Das Feuer auf dem Herd begann zu verlöschen. Da besannen sich die Schwestern darauf, daß sie heimkehren müßten. Zwar sträubten sie sich erst dagegen, daß Hann sowie der Lotse ihnen den umfangreichen Kessel tragen helfen wollten, aber als der Bursche, das schwere Metall unter dem Arm, wortlos in den Schneesturm hinaustrat, folgten ihm alle.

Jedes laute Wort erstarb vor der Wucht der anstäubenden Schneemassen. Tief versanken die Wanderer in den weichen, weißen Teppich, und gegen ihre Köpfe schleuderte die Windsbraut spitze, feste Körner. Hann und Klara trugen jetzt den Kessel gemeinschaftlich. Von den beiden Vorauftappenden gewahrten sie nur die dunklen Umrisse. Und schon waren sie bis in das Inner-Dorf gelangt, als Hann in der schneidenden Stille ein Wort fand: »Klara, nimm mir's nicht übel. Warum wirst du Krankenschwester?«

Nichts von ihren Zügen konnte er in der Dunkelheit erkennen, er hörte nur ihr flatterndes Kopftuch und die wirbelnden Röcke.

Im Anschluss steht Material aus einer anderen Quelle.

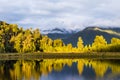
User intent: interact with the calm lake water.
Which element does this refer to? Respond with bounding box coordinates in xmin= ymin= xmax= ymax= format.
xmin=0 ymin=59 xmax=120 ymax=80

Sie atmete auf. Wohl wegen der andringenden Luft.

»Hann, ich weiß auch nicht. Aber man muß doch was haben, worum man sich kümmern kann.«

Da nickte Hann.

»Das is richtig, Klara, das liegt in manchem von uns tief drin. – Na, gute Nacht.«

Sie waren vor dem flachen Lehrerhäuschen angekommen.

Durch die Schwärze fiel von fernher ein Strahl des roten, drehbaren Leuchtturmlichtes und ließ auf den vereisten Mauern tausend zuckende Rubinen aufblitzen.

Auch Klaras Kopf trat einen Moment blendend und blutrot beleuchtet aus der Nacht hervor.

Hann erschrak.

Doch im nächsten Augenblick bot ihm seine Begleiterin, schon wieder in Finsternis gehüllt, die Hand.

»Gute Nacht, Hann, und viel Glück für übermorgen bei der Gestellung!« tönte ihre ruhige Stimme.

»Oh – es kommt alles so – als es soll, Klara,« gab er zurück.

Eine kleine Weile standen beide Hand in Hand. Dann tauchten zwei Schatten auf.

»Nu fixing, Kinnings,« trieb der hinzutretende Lotse und trennte sie.